Why does the right wing seem to "own" religion and religious issues? People who said that their #1 issue was "moral values" voted overwhelmingly for Bush. So did evangelicals, people who went to church weekly, and protestants. This is no surprise to anyone who's been living on earth for the past few years. But why? In Judaism, when we talk about "moral issues", we usually talk about tzedakah (charity), human rights, treatment of animals, the golden rule (Lev. 19:18), lashon hara (the evil tongue, or speaking negative things about people), and ethics. I'm no expert on Christianity, but I'm pretty sure Jesus's teachings were about love, tolerance, community, the treatment of the poor, and the pitfalls of wealth. (I did find one website, though, where the author called God a 'father' and then modeled God after his own parenting skills. He didn't go quite so far as to say he was God, but I'm sure the message comes across loud and clear.)
The point is, Republicans have owned the evangelicals long before gay marriage, Terri Schiavo, or even abortion. This history stretches back to before the official start of the GOP in 1854. The slavery issue was being pushed by churches, specifically pietistic ones like the Methodists, Baptists, or Quakers (as opposed to the liturgical churches, like the Catholics or Lutherans or Jews). These were the early Republicans. And these are the current Republicans. The "official" GOP history doesn't include Republican support for Temperance and Prohibition, but because the pietistic churches supported it, do did the party platform. Now the pietistic churches are railing against abortion, gays, euthanasia, Black people voting (jk?). Attend a Baptist church and you've pretty much gotten the GOP party platform.

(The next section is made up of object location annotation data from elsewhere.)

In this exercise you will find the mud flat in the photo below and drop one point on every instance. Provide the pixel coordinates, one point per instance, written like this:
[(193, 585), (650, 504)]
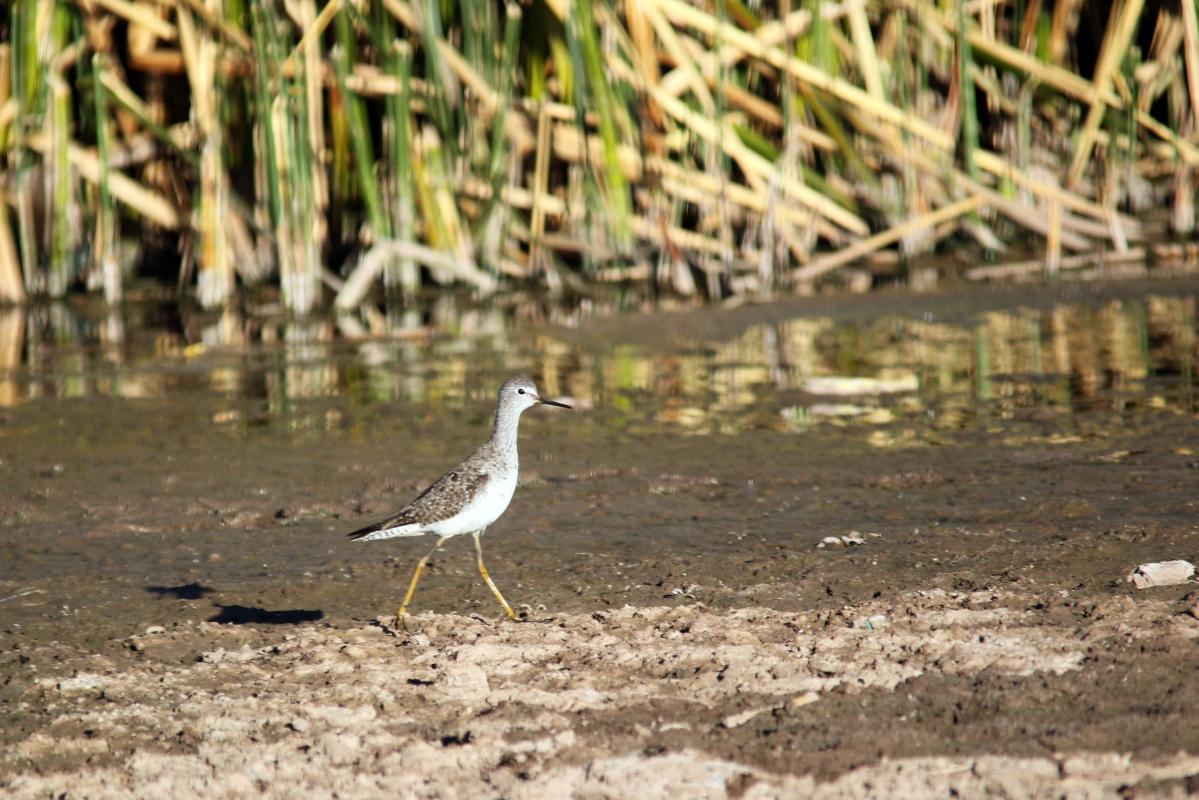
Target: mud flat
[(180, 613), (935, 693)]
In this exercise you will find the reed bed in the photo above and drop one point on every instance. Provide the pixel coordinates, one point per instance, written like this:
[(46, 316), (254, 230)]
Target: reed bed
[(339, 152)]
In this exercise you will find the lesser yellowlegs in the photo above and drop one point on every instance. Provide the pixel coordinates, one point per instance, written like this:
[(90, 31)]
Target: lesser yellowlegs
[(471, 495)]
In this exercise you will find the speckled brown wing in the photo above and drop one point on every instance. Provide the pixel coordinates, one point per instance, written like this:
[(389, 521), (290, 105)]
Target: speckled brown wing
[(441, 500)]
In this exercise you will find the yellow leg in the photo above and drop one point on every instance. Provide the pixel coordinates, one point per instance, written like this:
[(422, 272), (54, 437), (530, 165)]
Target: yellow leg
[(490, 584), (416, 579)]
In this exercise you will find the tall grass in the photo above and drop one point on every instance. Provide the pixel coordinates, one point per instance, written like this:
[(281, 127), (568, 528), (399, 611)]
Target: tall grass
[(708, 146)]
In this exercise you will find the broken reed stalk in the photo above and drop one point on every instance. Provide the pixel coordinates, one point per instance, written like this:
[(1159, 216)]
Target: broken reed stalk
[(544, 144)]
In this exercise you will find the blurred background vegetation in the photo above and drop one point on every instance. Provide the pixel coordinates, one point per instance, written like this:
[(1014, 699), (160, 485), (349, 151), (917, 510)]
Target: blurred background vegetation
[(342, 152)]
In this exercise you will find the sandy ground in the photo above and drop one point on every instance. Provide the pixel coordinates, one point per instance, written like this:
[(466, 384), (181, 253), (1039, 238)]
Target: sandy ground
[(628, 703)]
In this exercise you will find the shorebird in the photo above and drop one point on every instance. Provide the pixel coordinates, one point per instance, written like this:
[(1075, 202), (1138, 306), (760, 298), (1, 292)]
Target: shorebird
[(471, 495)]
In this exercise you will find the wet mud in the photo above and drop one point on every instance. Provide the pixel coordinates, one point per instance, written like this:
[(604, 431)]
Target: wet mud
[(180, 612)]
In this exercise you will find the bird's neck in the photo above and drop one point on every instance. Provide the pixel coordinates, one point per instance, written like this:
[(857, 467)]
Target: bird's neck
[(504, 433)]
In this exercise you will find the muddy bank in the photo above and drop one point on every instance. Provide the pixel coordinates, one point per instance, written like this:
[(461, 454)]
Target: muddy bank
[(180, 611), (931, 695)]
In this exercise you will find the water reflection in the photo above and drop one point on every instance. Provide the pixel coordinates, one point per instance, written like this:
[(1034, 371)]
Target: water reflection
[(1071, 358)]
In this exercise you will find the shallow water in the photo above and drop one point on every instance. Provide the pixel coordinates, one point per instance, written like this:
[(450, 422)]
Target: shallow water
[(166, 451), (943, 361)]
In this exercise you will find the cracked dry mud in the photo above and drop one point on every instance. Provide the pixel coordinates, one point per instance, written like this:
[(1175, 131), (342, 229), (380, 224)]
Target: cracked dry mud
[(632, 702)]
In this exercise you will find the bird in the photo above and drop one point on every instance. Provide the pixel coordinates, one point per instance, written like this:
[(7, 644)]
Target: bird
[(471, 495)]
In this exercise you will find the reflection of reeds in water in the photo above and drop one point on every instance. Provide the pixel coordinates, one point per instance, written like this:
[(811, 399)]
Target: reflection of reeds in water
[(12, 341), (710, 148), (1061, 359)]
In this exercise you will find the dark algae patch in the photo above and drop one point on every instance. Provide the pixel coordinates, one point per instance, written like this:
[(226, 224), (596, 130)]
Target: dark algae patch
[(736, 584)]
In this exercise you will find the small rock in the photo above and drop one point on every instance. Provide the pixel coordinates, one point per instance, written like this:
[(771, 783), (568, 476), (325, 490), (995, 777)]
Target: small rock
[(800, 701), (1161, 573), (873, 623), (735, 720)]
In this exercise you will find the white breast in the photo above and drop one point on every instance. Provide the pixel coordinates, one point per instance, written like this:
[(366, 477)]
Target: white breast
[(483, 509)]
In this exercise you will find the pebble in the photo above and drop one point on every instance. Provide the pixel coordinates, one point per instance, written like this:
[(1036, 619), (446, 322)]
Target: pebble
[(1161, 573)]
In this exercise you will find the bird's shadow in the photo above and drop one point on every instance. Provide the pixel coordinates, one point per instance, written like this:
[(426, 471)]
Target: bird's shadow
[(185, 591), (252, 615)]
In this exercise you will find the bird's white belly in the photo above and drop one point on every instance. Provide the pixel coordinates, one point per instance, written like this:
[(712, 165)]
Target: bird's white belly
[(483, 509)]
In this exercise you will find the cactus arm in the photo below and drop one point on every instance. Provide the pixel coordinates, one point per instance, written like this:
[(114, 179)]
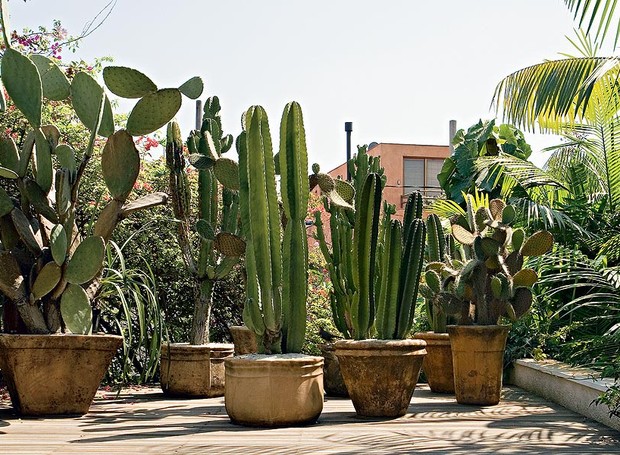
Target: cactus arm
[(264, 219), (388, 297), (411, 269), (251, 310), (364, 248)]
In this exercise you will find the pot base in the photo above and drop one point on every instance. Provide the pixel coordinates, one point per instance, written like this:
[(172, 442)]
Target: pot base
[(55, 374)]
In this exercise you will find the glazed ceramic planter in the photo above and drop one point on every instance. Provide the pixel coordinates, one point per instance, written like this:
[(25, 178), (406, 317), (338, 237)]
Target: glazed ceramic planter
[(243, 339), (332, 376), (380, 375), (274, 390), (55, 374), (478, 357), (193, 371), (437, 364)]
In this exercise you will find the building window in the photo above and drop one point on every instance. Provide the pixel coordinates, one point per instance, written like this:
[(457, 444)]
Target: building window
[(421, 174)]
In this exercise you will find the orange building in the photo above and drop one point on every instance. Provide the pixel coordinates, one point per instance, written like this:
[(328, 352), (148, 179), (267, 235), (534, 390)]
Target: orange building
[(408, 167)]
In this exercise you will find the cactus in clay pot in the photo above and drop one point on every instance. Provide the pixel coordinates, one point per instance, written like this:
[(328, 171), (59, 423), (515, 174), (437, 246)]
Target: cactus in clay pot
[(374, 265), (487, 281), (48, 270), (276, 262), (218, 228)]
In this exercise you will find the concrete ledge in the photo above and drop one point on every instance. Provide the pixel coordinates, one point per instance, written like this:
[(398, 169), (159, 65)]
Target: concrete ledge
[(572, 387)]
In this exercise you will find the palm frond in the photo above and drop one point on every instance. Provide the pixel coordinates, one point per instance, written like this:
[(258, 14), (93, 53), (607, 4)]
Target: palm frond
[(596, 14), (554, 94)]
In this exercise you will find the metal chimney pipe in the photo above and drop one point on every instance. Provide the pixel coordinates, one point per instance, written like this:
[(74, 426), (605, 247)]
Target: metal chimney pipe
[(348, 127), (198, 114), (452, 134)]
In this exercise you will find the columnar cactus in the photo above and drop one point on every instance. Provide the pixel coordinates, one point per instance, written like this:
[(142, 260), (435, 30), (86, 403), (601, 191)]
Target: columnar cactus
[(276, 264), (375, 271), (217, 211), (491, 282), (47, 269)]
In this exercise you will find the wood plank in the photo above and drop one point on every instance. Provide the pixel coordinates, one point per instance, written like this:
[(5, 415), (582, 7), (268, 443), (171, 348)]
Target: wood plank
[(144, 422)]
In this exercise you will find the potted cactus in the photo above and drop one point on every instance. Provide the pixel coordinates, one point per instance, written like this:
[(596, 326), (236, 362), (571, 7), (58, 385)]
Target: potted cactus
[(437, 364), (210, 250), (375, 271), (278, 386), (479, 283), (48, 269)]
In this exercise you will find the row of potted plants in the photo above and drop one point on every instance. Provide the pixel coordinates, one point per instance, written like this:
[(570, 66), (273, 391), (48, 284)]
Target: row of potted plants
[(49, 271)]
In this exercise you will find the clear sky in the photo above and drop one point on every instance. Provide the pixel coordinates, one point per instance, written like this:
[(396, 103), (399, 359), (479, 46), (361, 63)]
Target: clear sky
[(398, 69)]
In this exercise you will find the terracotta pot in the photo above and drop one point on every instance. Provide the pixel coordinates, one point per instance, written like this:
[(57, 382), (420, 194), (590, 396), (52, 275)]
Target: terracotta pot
[(274, 390), (55, 374), (380, 375), (243, 339), (332, 377), (437, 364), (193, 371), (478, 357)]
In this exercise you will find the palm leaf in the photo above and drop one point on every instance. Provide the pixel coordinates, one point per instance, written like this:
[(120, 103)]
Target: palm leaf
[(597, 14), (554, 94)]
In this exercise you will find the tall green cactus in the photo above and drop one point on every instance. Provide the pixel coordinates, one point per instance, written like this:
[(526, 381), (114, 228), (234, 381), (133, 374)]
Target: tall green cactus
[(276, 265), (217, 212), (488, 282), (48, 270), (374, 266)]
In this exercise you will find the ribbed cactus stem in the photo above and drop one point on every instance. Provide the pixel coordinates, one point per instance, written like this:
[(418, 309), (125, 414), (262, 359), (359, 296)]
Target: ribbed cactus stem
[(264, 227), (364, 250), (294, 189)]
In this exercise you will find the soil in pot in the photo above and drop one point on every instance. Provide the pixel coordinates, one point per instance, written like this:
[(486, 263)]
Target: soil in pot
[(380, 375), (478, 357), (55, 374), (437, 364), (193, 371), (274, 390)]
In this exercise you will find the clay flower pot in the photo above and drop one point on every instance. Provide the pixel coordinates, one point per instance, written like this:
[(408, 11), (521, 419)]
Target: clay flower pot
[(380, 375), (274, 390), (55, 374), (478, 357), (243, 339), (332, 376), (437, 364), (193, 371)]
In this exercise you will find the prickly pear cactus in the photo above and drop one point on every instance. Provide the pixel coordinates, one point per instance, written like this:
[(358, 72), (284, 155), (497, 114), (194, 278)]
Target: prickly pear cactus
[(488, 281), (48, 270), (211, 246)]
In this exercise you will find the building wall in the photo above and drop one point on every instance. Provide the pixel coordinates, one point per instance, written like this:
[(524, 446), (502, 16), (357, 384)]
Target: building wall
[(392, 159)]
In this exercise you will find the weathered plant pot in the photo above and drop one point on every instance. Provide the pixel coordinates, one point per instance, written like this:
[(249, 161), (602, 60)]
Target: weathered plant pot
[(55, 374), (243, 339), (332, 377), (380, 375), (274, 390), (193, 371), (478, 357), (437, 364)]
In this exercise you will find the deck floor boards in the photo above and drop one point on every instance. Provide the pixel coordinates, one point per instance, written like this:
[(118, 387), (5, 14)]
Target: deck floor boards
[(145, 422)]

But here's why we don't hear from the other religious people who oppose these views: it's the fundamental difference between a pietistic church and a liturgical one. See, liturgical churches rely on the written word. They usually have sets of rules and laws and stay the same over hundreds (or thousands) of years, changing very slowly. There's not a lot of passion in these churches. Discussion over issues tends to be slow and deliberate and thoughtful. You might say that the US Congress was liturgical (until Terri Schiavo) if you wanted to draw an analogy. The law is the law is the law, but we interpret it differently over time.
Pietistic churches, on the other hand, rely on the spoken word. They are the outspoken ones, the ones with passion. They rely on getting people riled up - if they're not listening, they're not supporting the church. (Heck, if they're not actually in the church, they're not supporting it financially.) In these churches, the law is the law is what the preacher tells you from the pulpit. And if the preacher wants his congregation to stick around, he'd better have some good issues to rile them up with. This isn't about rules - it's about passion! It's easy to see why members of these churches stick out - you know they're religious. It's harder to tell with a Catholic or Jew.
This is why, when John Kerry said he was religious, the Republicans scoffed (he wasn't their kind of religious) and the Democrats yawned.